Schaut man sich die Bildungspläne der Länder an, dann sieht man, dass im Bereich BNE in den vergangenen Jahren bereits einiges passiert ist. Nicht nur die Teachers for Future, auch die Kultusministerien wollen Demokratie- und Klimabildung an Schulen stärken – und machen das zu großen Teilen auch schon.

In Berlin zum Beispiel können Schulen Klimavereinbarungen mit dem Senat vereinbaren oder an einer jährlichen Klimakonferenz teilnehmen, wo Wis­sen­schaft­le­r:in­nen Workshops geben und gemeinsam mit Schü­le­r:in­nen Projekte planen. Niedersachsen hat seine Schulen im Sommer 2021 per Erlass dazu verpflichtet, BNE systemisch in Unterricht und Schulkultur zu verankern – und das Modellprojekt „Zukunftsschulen“ gestartet. Dabei werden 65 Schulen fünf Jahre lang bei einem selbst erarbeiteten „Innovationsvorhaben“ mit dem Schwerpunkt BNE begleitet und wissenschaftlich unterstützt.

Auch in anderen Bundesländern ist BNE schon fest im Bildungsplan verankert, etwa in Baden-Württemberg, Bayern, Mecklenburg-Vorpommern oder Sachsen, wo die 17-jährige Lara zur Schule geht. Dort wurden die Lehrpläne zum Schuljahr 2019/2020 im Hinblick auf BNE und politische Bildung stark überarbeitet. Sowohl BNE als auch politische Bildung seien inzwischen „gelebte Bestandteile des Schulalltags“, teilt das sächsische Kultusministerium der taz mit. Auch andere Länder haben in den vergangenen Jahren die politische Bildung gestärkt – unter anderem, um die Bereitschaft zu erhöhen, sich für die Demokratie zu engagieren.

Nicht alle Lehrkräfte unterstützen die neuen Ideen

Fragt man jedoch Maria Kasparek, Laras Ethiklehrerin, wie gut BNE am Reclam-Gymnasium in Leipzig realisiert wird, hört sich das anders an: „BNE ist zwar in vielen Fächern immer mal partiell enthalten, aber da ist noch Luft nach oben.“ Kasparek würde sich wünschen, dass häufiger fachübergreifend unterrichtet und mehr Raum für „große Projekte“ geschaffen werde.

Derzeit diskutieren sie und ihre Kol­le­g:in­nen darüber, den „Freiday“ für die Klassenstufe fünf einzuführen. Schulleiterin Petra Seipel befürwortet die Idee.
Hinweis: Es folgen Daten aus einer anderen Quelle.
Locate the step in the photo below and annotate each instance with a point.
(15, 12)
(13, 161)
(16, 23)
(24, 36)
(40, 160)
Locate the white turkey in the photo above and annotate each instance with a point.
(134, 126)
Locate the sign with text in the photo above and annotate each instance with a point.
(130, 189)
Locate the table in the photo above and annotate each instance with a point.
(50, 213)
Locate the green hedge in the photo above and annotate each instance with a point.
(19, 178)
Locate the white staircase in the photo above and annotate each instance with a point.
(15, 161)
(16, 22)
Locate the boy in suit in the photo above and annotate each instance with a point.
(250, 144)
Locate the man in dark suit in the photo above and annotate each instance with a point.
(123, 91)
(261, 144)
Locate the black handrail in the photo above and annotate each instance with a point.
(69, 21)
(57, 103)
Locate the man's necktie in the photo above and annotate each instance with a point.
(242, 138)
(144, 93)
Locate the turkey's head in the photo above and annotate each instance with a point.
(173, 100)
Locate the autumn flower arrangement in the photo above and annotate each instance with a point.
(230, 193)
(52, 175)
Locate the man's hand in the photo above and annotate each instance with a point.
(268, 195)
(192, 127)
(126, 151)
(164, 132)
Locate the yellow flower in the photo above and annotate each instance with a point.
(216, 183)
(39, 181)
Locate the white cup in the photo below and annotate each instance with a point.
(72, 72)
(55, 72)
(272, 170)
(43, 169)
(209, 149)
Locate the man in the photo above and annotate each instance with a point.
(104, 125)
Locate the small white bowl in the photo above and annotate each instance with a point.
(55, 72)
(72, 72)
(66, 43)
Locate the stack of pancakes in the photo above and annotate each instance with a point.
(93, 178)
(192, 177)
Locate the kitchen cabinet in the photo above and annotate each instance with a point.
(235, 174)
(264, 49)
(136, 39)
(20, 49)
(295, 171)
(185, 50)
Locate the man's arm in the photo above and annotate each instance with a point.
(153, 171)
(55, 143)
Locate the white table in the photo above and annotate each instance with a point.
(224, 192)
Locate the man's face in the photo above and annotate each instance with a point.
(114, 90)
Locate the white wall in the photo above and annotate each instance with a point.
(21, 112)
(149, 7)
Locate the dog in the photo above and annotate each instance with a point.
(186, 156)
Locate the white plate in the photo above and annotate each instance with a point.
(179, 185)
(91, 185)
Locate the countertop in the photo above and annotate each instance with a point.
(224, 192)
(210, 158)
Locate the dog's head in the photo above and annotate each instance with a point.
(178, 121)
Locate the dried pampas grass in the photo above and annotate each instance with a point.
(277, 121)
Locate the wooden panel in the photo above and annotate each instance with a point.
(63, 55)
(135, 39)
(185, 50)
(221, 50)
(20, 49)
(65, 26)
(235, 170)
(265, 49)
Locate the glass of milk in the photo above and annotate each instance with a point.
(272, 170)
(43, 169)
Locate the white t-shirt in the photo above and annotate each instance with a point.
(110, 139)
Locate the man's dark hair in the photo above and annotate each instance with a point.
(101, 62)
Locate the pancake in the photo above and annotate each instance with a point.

Wie hoch die Chancen für dessen Einführung stehen, könne sie aber noch nicht sagen. Viele Kol­le­g:in­nen sähen den Freiday kritisch, weil die Schulstunden einen „ganz anderen Ansatz“ hätten als der „traditio­nelle Unterricht“.

Nora Oehmichen von Teachers for Future kritisiert, dass BNE – obwohl es in einigen Bundesländern im Lehrplan verankert ist – oftmals nicht oder nicht ausreichend umgesetzt werde: „BNE wird nur an den Schulen realisiert, an denen engagierte Leh­re­r:in­nen unterrichten.“ Sie schätzt, dass mehr als die Hälfte aller Leh­re­r:in­nen und Schulleitungen in Deutschland noch nie etwas vom Lernkonzept BNE gehört hätten. Daher fordert die Pädagogin die Kultusministerien dazu auf, verpflichtende BNE-Fortbildungen für alle Leh­re­r:in­nen einzuführen und BNE im Lehramtstudium zu thematisieren.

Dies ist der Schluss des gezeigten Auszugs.